Questa frammentazione rappresenta uno dei principali limiti dell’apparato difensivo europeo. Mentre la Russia concentra le sue risorse in un sistema militare integrato e centralizzato, l’Europa disperde le proprie capacità in Ventisette sistemi nazionali spesso incompatibili tra loro. La mancanza di standardizzazione negli equipaggiamenti, nelle procedure operative e nei sistemi di comunicazione riduce drasticamente l’efficacia complessiva della difesa europea, nonostante la superiorità numerica in termini di budget.
La guerra commerciale di Trump: Ue e Usa troveranno un accordo?
Mentre i Paesi europei firmano per aumentare la propria spesa difensiva in rapporto al Pil, l’economia europea viene indebolita dai dazi di Trump. Una combo che ha trovato impreparata l’Europa.
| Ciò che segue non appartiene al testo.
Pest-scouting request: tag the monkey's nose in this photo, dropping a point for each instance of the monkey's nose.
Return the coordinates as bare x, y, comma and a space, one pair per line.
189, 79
La strategia commerciale di Trump va ben oltre la semplice imposizione di dazi. Come emerge dal Rapporto sulle Stime Nazionali del Commercio pubblicato dall’Ufficio del Rappresentante per il Commercio degli Stati Uniti, l’obiettivo è “smantellare e ristrutturare il sistema economico e del commercio globale” secondo la visione dell’amministrazione americana. In particolare, “il presidente Usa vuole minare il sistema di regole dell’Unione Europea“, responsabile dell'”Effetto Bruxelles” che ha un impatto diretto sul commercio globale.
“Con Trump è una roulette russa, non sai mai cosa può succedere. Ciò che lui vuole ottenere al termine di questo psicodramma è chiaro: un dazio minimo su tutti i prodotti importati in America, un’aliquota che tutti devono pagare. Per l’Europa – ha spiegato Friedman – la questione sarà capire se i dazi risulteranno orribili o solo negativi“.
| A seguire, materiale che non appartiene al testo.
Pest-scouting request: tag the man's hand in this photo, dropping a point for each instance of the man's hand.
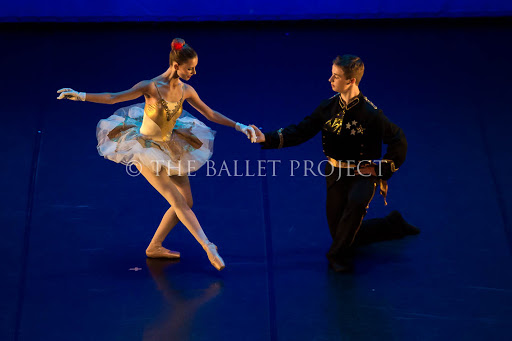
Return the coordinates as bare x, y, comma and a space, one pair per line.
366, 170
260, 137
247, 130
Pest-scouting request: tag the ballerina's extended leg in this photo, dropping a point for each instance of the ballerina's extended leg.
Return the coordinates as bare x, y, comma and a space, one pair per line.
184, 213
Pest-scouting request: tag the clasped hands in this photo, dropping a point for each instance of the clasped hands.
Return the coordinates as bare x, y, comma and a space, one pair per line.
251, 131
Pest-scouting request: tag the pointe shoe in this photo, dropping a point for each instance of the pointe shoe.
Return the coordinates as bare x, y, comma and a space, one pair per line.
213, 256
161, 252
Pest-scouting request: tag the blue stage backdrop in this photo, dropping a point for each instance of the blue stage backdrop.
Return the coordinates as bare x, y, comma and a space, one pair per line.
221, 10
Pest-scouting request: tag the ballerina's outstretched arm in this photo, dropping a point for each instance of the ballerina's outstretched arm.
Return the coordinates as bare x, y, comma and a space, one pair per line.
193, 99
107, 97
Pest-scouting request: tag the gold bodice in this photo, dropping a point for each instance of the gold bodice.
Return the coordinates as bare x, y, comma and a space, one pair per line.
157, 113
164, 114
L’incertezza rappresenta forse l’arma più devastante nella strategia commerciale trumpiana. “La crescita economica sarà rallentata non soltanto dai dazi, ma dall’incertezza, perché se c’è incertezza e instabilità nei mercati finanziari, le imprese non possono decidere come fare investimenti e portare avanti le cose, è un effetto domino“.
La guerra commerciale “minaccia l’Europa con disoccupazione e un rallentamento della crescita del Pil”, come ha precisato il giornalista americano. Si tratta di una strategia che mira a indebolire economicamente l’Europa per renderla più malleabile politicamente.
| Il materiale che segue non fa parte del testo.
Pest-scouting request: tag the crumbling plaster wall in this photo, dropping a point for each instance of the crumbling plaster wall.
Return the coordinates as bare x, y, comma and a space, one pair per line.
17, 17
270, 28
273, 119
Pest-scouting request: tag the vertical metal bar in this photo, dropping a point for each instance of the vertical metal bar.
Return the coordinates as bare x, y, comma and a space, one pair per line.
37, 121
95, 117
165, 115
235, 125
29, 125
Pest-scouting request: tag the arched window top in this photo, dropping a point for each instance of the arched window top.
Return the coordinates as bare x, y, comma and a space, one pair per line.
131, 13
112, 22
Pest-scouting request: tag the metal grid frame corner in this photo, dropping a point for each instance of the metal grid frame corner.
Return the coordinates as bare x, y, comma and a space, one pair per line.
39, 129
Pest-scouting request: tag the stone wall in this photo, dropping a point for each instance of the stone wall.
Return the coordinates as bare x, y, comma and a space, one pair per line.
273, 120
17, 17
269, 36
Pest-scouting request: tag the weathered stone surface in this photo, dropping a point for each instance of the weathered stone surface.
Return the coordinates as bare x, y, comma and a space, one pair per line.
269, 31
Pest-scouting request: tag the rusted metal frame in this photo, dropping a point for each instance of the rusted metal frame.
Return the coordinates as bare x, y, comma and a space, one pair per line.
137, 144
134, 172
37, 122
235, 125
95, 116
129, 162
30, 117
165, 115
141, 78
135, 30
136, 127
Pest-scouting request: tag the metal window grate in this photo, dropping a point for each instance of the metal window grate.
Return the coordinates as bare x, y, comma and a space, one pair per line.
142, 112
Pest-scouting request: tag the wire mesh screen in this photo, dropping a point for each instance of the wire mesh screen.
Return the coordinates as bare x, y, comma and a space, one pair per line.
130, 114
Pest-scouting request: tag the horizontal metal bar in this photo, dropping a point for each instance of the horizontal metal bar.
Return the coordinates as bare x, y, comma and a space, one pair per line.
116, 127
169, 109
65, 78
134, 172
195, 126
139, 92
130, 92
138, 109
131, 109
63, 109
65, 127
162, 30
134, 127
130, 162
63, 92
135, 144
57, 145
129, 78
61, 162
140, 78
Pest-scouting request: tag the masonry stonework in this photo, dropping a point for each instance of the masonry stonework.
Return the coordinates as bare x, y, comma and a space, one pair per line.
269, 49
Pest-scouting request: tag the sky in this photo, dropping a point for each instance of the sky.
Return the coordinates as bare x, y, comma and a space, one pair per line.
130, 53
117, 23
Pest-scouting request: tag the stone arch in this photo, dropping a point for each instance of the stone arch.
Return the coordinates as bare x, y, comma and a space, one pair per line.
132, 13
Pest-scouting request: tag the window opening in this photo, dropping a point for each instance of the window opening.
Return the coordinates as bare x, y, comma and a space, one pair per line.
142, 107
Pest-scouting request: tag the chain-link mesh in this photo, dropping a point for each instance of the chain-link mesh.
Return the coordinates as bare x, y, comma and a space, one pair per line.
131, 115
“L’Italia deve scegliere da che parte stare”
Durante l’evento pugliese, Friedman ha lanciato un messaggio chiaro al governo Meloni: “L’Italia deve scegliere da che parte stare, non può fare il funambolo tra la linea trumpista e la linea europeista“.
Giova ricorda che il nostro Paese rappresenta un’eccezione significativa nel panorama europeo riguardo alla spesa militare. Secondo un sondaggio dell’Ecfr, l’Italia è l’unico grande Paese europeo dove la maggioranza degli intervistati (57%) è contraria all’aumento della spesa per la difesa, mentre solo il 17% è favorevole al riarmo. Questo dato contrasta nettamente con la tendenza europea, dove Paesi come Polonia e Danimarca registrano il 70% di consenso per l’incremento delle spese militari.
La posizione italiana riflette una cultura politica ancora legata al pacifismo del dopoguerra, che rischia di risultare anacronistica di fronte alle nuove sfide geopolitiche. Tornano alla mente le parole del presidente della Repubblica Sergio Mattarella che, nel suo discorso di Marsiglia, ha ricordato. “l’Unione Europea deve decidere se essere un vassallo o una potenza mondiale, se unirsi o frammentarsi“.